Climate through Time Poster
At different times in our history Ireland lay frozen under sheets of ice, thousands of feet thick, baked under hot desert suns and lounged in warm topical swamps! A stunning new poster map, detailing the diversity of climate experienced by Ireland and Britain over time, was launched on Friday 27th of March in Kildare.

Climate through Time Poster

Hard copies are available free of charge while stocks last by contacting gsisales@gsi.ie or the GSI Customer Centre (phone 01-678 2868). 
Download Map (6 Mb).
Further Information on the project is available from Brian McConnell at 01 678 2850 or by e-mail.


New Climate Change Map – March 2009
Climate change is nothing new

Earth’s climate has changed throughout the billions of years of our planet’s geological history. Evidence for past climates - including the extreme conditions linked to mass extinctions - can be found in the rocks around us. 'The present is the key to the past' is a vital principle of geology. As our geological understanding improves, so we are better able to forecast the impact future change may have on us — the past is the key to the future, too.

Many rock-forming environments are directly influenced by climate. This is the rationale for a new poster map of Britain and Ireland, jointly produced by the Geological Survey of Ireland, the British Geological Survey and the Geological Survey of Northern Ireland. The map, at a scale of 1:1.5 million, shows the rocks classified in a new way — according to the environment in which they formed.

Were your local rocks formed in a desert, or a tropical swamp, or a cold seabed? And what is the evidence that geologists use to tell this? The poster includes photographs of distinctive rocks showing the evidence that ties them to modern environments around the globe. A geological timeline displays how global temperatures and sea levels changed through time, the positions of Britain and Ireland as they drifted northwards across the Earth, and typical plants and animals from the fossil record for each geological period.

The poster was launched at the end of March and it is free. Print copies are being distributed widely by each geological survey, and the poster will also be available to download from the surveys’ websites. It has been endorsed by a range of teaching organisations in Britain, Northern Ireland and Ireland, and classroom exercises will also be available to download.

We hope that the poster will foster an understanding of the Earth’s climate and geology as a dynamic system – a system which has changed in response to extreme events in the past, and which will continue to respond to future changes.
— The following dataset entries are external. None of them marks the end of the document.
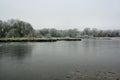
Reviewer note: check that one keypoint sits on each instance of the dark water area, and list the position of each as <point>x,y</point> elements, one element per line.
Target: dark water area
<point>58,60</point>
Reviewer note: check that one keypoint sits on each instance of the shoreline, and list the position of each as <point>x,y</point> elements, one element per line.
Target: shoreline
<point>38,39</point>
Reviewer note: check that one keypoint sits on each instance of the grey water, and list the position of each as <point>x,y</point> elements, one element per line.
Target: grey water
<point>54,60</point>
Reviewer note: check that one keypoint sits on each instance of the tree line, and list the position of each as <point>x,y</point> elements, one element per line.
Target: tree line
<point>17,28</point>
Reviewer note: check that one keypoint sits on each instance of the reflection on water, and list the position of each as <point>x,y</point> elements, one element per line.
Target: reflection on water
<point>15,50</point>
<point>55,60</point>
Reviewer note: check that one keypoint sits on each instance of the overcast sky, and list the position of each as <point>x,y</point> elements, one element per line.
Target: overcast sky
<point>63,14</point>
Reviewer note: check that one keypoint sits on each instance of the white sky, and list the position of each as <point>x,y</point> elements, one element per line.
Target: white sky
<point>63,14</point>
Ireland’s Changing Climate

People are fairly aware of the Ice Age that gripped our part of the globe between 2.6 million and 12,000 years ago, carving our mountains and shaping the lowlands with mounds of drumlin and esker. But there have been several ice ages in Earth’s history. One of these was in full swing about 300 million years ago (during the Carboniferous Period), but the ice age didn’t affect Ireland which then lay in equatorial latitudes, on its journey from the southern to northern hemisphere. Rising sea level spread a warm, shallow sea over Ireland, in which coral reefs formed, like in today’s Bahamas or Great Barrier Reef. The limestone deposited in those warm seas, rich in fossil remains, are widespread across the Irish midlands.

Then, as sea level receded, tropical swamps accumulated layers rich in plant remains, forming coal that locked-up atmospheric carbon dioxide. This greenhouse gas is now being released back into the atmosphere as we burn the coal and the other fossil fuels, creating new and potentially rapid changes to climates around the Earth. By studying the record of past climate change, we gain insights into the scale and effects of potential change, including, in the extreme, desertification and mass extinctions.

Deserts have spread over Ireland during two past geological periods. Both resulted from a combination of high global temperatures and Ireland having a tropical position. Fossil sand dunes are preserved in the red sandstones of Cork and Kerry from the Devonian desert of 350 million years ago, when Ireland was in the southern tropics. After crossing the equator into the northern tropics, cycles of sea level rise and baking desert produced the salt and gypsum deposits of Carrickfergus and Kingscourt. During this second desert phase, the largest mass extinction to have affected Earth occurred (at the end of the Permian Period) when over 90% of species became extinct, preparing the way for the evolution of the dinosaurs and the mammals.